Select to view content in your preferred language

Sync the string literals for data objects and thier mutator functions

80
3
Friday
Status: Open
HaydenWelch
MVP Regular Contributor

There's an irritating de-sync that has happened between object class attributes and object mutation/creation functions in arcpy. Many accessible objects have attributes that will take a string literal flag that also exists as an instance attribute of the returned type, but the strings are different for access and creation.

 

For example, a Domain object is defined this way:

class Domain:
    codedValues: dict[ValueType, str]
    description: str
    domainType: Literal["CodedValue", "Range"]
    mergePolicy: Literal["AreaWeighted", "DefaultValue", "SumValues"]
    name: str
    owner: str
    range: tuple[ValueType, ValueType]
    splitPolicy: Literal["DefaultValue", "Duplicate", "GeometryRatio"]
    type: DomainFieldType

 

While the CreateDomain function expects arguments to be formatted this way:

def CreateDomain(
    in_workspace: Unknown | None = None,
    domain_name: Unknown | None = None,
    domain_description: Unknown | None = None,
    field_type: Literal['SHORT', 'LONG', 'BIGINTEGER', 'FLOAT', 'DOUBLE', 'TEXT', 'DATE', 'DATEONLY', 'TIMEONLY'] | None = None,
    domain_type: Literal['CODED', 'RANGE'] | None = None,
    split_policy: Literal['DEFAULT', 'DUPLICATE', 'GEOMETRY_RATIO'] | None = None,
    merge_policy: Literal['DEFAULT', 'SUM_VALUES', 'AREA_WEIGHTED'] | None = None
) -> Result1[str]

 

This means that "copying" attributes from a Domain object to another place required a ton of manual attribute mapping (CodedValue -> CODED, etc.)

 

I know this is because the internal schema of the CIM is represented using the strings that are shown in the class definition, but is there a good reason to not allow either string value to be used in the function call?

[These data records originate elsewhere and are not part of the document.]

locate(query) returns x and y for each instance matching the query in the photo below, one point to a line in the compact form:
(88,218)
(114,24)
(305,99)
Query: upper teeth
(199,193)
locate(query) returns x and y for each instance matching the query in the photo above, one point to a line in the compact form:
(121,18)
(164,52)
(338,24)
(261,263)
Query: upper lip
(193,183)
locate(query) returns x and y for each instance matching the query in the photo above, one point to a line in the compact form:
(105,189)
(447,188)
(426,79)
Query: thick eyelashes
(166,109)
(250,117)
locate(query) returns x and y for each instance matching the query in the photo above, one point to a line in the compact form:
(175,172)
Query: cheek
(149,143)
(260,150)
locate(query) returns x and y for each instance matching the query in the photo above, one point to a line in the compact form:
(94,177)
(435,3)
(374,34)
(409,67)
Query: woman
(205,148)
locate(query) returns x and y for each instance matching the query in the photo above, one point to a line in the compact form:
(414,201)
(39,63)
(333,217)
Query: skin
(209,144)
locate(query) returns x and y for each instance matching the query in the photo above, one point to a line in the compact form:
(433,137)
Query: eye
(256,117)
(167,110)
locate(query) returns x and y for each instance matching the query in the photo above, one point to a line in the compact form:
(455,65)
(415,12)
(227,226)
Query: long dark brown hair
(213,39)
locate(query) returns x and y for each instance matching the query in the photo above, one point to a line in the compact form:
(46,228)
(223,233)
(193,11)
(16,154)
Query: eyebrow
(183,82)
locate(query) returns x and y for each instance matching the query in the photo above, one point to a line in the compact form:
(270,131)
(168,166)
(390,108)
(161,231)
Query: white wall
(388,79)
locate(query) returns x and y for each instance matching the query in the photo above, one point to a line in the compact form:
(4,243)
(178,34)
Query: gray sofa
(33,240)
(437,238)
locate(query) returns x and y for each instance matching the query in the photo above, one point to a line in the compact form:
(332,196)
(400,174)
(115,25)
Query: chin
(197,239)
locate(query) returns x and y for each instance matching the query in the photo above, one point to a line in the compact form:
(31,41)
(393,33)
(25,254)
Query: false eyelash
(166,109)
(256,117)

Ideally, these flags would accept either representation of the field state, or be typed in a way that allows either string flag to be used since there is no real overlap between the two.

3 Comments
JoshuaBixby

Unfortunately, Python doesn't support parameter name aliases like some other languages because that would allow for a fairly straightforward way to address it.

HaydenWelch

@JoshuaBixby I'm not worried about the parameter names, you can just *args into them as long as they're ordered properly. The bigger thing is the accepted literals for each parameter. There can be up to 10 flags that are different on both ends of the object lifecycle meaning I need at least 10 conditions *per parameter* for mapping flag values. There's literally no need for this as far as I can tell since both come from and go to the same C code on the backend, so why is there mangling of flags happening during that process?

 

Easiest solution here would be to standardize on the CIM/SDK flag values that are returned by the object getters. Then allow the old flags to be passed, but just don't hardcode them in a Literal so you get a linter warning using the old flags. That way nothing existing breaks, but the system is a lot more bi-directional and it nudges people who actually check type hints in the right direction.

JoshuaBixby

For parameters names that are the same, e.g., mergePolicy and merge_policy, I understand how the difference comes about since Python's best practice for naming variables uses snake case while camel case is the convention with some other languages like C, C++, etc...  Where things get dicey for me is when the name itself is different, e.g., description and domain_description.  Even if one converts snake case domain_description to camel case domainDescription, they aren't the same name although they refer to the same item.  At least if the names were exactly the same and it was just a snake case versus camel case issue, it would be more straightforward to translate.

Unfortunately, the discrepancy with handling parameter names propagates down into the accepted literals, which exacerbates the situation.